La dépression traitée en quelques heures par la kétamine !
Par Claire Peltier
La
kétamine pourrait devenir le nouvel antidépresseur efficace et surtout
rapide. L’état dépressif serait amélioré chez des patients résistants
aux autres traitements et ce en quelques heures seulement. Trois
millions de Français en souffrent. La dépression n’est donc pas une
maladie à prendre à la légère, d'autant que beaucoup de cas ne seraient
pas diagnostiqués. Il s’agit souvent d’un trouble causé ou aggravé par
un ensemble de facteurs (psychologiques, génétiques, sociaux et
biologiques) entraînant une sévérité de la maladie plus ou moins
avancée. Il existe à l’heure actuelle des traitements
psychothérapeutiques mais aussi médicamenteux qui ont pour but de
régler les anomalies biologiques.
Les antidépresseurs agissent
principalement sur les voies nerveuses, en favorisant le cheminement
des informations nerveuses qui est en général affecté. Leur action est
donc localisée au niveau des synapses, où ils améliorent le passage des
neurotransmetteurs vers les neurones suivants. Pourtant, la majorité
d’entre eux ont un mécanisme d’action très lent et les premiers effets
ne se font ressentir qu’après plusieurs semaines ou mois de traitement.
Ils doivent également être pris de façon très régulière et sur une
longue durée pour que leurs effets soient optimaux.
Il n’est
donc pas facile de traiter les dépressions, d’autant que près de 40%
des patients ne répondent pas positivement aux traitements proposés.
Des chercheurs de l’université de Yale aux Etats-Unis ont publié dans
le journal Science leurs travaux sur une molécule prometteuse, déjà
connue, mais dont l’usage a été détourné : la kétamine.
Les synapses sont reconstruites
Cette
molécule est habituellement utilisée en anesthésie, notamment sur les
enfants et les patients dont on ne connaît pas le passif médical (les
accidentés) puisqu’elle est efficace et sans danger. La kétamine n’est
toutefois plus utilisée à grande échelle car ses effets psychotropes,
recherchés par les usagers de la kétamine comme drogue, peuvent
entraîner des visions proches des expériences de mort imminente.
D'après
les chercheurs américains, la kétamine pourrait bien devenir la
molécule miracle anti-dépression. En effet, il y a une dizaine
d’années, les chercheurs du Connecticut Mental Health Center avaient
constaté des effets positifs de la kétamine sur des patients atteints
de dépression sévère. Près de 70% des patients résistants aux autres
traitements ont vu leur état s’améliorer en seulement quelques heures.

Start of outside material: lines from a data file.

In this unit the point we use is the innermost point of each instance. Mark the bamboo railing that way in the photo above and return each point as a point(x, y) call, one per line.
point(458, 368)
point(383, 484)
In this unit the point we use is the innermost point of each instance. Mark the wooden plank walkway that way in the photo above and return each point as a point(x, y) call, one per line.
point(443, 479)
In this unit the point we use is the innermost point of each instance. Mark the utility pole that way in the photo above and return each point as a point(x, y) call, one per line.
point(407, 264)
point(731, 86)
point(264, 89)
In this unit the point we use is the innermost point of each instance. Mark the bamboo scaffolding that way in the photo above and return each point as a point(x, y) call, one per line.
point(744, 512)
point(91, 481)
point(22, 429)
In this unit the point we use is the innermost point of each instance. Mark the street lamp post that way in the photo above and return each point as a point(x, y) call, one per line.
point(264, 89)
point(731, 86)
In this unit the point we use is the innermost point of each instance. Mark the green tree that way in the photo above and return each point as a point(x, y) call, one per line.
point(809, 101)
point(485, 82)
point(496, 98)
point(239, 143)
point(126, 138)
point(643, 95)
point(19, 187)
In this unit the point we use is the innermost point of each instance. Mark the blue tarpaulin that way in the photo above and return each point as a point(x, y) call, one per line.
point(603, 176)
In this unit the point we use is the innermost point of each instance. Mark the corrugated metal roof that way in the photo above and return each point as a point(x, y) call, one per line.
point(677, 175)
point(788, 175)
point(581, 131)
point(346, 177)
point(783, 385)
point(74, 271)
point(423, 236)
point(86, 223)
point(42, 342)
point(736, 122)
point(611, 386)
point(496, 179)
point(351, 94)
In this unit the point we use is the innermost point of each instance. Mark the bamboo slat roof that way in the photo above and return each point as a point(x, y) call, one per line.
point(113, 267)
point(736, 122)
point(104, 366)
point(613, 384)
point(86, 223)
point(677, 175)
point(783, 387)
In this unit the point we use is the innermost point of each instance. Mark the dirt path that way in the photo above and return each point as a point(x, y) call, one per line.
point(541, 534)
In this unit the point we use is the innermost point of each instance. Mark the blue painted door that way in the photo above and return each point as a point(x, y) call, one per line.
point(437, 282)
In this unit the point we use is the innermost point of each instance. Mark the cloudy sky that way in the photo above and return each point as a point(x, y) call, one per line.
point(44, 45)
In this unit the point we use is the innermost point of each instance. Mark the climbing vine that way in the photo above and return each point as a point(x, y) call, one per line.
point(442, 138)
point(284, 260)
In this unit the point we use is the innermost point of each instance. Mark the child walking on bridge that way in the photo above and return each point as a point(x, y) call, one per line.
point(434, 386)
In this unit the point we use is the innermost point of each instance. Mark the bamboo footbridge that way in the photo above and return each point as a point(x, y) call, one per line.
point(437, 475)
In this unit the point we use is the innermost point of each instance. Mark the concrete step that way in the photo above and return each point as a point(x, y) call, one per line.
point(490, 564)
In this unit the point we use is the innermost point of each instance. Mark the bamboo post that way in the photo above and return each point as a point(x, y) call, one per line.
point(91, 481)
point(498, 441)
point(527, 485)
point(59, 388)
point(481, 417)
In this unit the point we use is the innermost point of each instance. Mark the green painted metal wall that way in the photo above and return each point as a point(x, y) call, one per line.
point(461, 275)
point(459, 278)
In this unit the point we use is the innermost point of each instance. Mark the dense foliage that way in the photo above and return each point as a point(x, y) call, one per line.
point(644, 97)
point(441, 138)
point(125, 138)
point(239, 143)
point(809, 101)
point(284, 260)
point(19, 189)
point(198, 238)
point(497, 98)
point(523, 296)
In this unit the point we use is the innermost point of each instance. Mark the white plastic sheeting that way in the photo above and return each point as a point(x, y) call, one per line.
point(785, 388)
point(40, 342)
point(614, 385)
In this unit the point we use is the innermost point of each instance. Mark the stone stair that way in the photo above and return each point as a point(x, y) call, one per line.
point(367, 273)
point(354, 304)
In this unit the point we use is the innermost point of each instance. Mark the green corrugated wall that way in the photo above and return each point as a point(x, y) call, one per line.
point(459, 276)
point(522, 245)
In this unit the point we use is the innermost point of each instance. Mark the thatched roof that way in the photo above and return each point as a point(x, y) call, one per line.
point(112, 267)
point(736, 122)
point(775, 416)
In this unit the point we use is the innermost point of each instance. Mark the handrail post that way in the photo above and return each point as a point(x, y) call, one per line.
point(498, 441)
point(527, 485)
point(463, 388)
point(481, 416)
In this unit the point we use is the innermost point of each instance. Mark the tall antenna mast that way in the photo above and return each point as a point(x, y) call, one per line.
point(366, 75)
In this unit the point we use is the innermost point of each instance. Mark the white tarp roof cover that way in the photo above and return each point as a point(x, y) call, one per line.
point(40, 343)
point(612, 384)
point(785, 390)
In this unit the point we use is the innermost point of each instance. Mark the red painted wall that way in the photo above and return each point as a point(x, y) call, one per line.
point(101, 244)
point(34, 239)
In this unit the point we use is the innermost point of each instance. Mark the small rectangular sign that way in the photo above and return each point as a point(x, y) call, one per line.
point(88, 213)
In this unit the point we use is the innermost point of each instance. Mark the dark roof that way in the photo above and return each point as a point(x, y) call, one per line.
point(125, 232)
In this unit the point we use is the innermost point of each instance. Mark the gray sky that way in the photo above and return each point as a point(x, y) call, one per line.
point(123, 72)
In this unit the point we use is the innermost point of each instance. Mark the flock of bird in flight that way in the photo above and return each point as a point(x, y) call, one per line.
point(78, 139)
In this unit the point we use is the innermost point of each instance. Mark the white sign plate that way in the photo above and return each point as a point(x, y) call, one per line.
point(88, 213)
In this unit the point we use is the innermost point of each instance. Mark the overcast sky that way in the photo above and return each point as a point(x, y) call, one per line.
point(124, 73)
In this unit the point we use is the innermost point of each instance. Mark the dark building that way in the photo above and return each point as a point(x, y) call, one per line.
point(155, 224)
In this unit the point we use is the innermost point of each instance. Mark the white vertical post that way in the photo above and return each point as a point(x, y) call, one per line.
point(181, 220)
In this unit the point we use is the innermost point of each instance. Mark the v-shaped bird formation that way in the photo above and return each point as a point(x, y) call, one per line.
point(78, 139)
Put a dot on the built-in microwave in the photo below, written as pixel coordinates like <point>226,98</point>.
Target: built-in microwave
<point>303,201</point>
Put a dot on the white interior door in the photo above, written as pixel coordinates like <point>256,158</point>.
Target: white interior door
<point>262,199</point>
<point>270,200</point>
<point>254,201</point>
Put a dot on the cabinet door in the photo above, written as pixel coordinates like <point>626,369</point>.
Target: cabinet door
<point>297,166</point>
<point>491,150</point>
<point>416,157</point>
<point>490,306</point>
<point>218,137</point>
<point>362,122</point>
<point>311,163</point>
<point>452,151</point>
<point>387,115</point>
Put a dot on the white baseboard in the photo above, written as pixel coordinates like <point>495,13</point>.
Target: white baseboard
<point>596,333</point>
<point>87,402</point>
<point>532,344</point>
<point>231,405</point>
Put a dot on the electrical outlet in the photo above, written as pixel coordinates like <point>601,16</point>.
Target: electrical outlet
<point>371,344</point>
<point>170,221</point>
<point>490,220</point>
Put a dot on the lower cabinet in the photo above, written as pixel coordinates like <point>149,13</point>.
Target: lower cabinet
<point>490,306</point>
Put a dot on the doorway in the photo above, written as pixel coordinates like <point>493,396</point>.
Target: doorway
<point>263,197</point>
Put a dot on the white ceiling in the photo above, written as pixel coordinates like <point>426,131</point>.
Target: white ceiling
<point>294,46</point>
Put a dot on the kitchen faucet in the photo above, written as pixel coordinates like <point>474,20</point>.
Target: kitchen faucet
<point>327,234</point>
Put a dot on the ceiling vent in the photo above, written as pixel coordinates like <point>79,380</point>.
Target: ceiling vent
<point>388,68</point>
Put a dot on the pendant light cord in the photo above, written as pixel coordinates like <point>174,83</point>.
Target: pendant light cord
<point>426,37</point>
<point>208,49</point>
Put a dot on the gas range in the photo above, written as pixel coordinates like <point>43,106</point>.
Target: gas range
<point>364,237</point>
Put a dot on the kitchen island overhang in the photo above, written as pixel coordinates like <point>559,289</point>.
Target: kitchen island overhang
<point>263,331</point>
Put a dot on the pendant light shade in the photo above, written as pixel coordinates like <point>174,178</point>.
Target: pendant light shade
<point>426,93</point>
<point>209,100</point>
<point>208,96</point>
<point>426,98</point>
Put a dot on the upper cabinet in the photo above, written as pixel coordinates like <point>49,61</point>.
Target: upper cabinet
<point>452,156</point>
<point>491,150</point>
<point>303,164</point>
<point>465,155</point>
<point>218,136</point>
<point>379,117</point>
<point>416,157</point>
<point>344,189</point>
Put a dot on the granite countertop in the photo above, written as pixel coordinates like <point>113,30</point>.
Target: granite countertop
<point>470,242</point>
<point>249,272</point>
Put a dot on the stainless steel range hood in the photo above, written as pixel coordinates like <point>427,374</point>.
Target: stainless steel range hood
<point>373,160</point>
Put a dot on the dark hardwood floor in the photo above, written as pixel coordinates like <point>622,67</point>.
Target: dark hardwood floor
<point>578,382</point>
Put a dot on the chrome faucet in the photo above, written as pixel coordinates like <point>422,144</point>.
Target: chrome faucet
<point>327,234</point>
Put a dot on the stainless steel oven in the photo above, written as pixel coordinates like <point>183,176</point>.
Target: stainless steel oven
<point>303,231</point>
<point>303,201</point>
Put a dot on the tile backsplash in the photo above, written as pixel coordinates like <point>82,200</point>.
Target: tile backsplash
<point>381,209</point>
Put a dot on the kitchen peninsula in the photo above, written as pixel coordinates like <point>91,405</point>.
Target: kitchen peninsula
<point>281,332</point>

L’administration de la kétamine, par intraveineuse sous assistance
médicale, était cependant un frein à l’utilisation de la molécule, de
même que ses effets psychotropes.
En testant la molécule sur des
rats présentant un état dépressif, les scientifiques ont montré que la
kétamine avait un effet positif sur leur comportement. L’analyse plus
précise du cerveau des rats au niveau du cortex préfrontal, a permis de
remarquer que la molécule permettait aussi la synaptogenèse, le
mécanisme responsable du rétablissement de connexions synaptiques entre
des neurones endommagés par le stress chronique. Une protéine centrale
de la synaptogenèse nommée mTOR serait fortement et rapidement activée
par la kétamine.
Ronald Duman, responsable de ces travaux
conclut que la kétamine « est comme un médicament magique : une dose
produit un effet rapide et dure pendant sept à dix jours ». La
découverte de son mécanisme d’action devrait permettre de développer
des molécules ayant un mode d’action plus précis (en ciblant peut-être
les étapes suivantes), mais tout aussi efficace.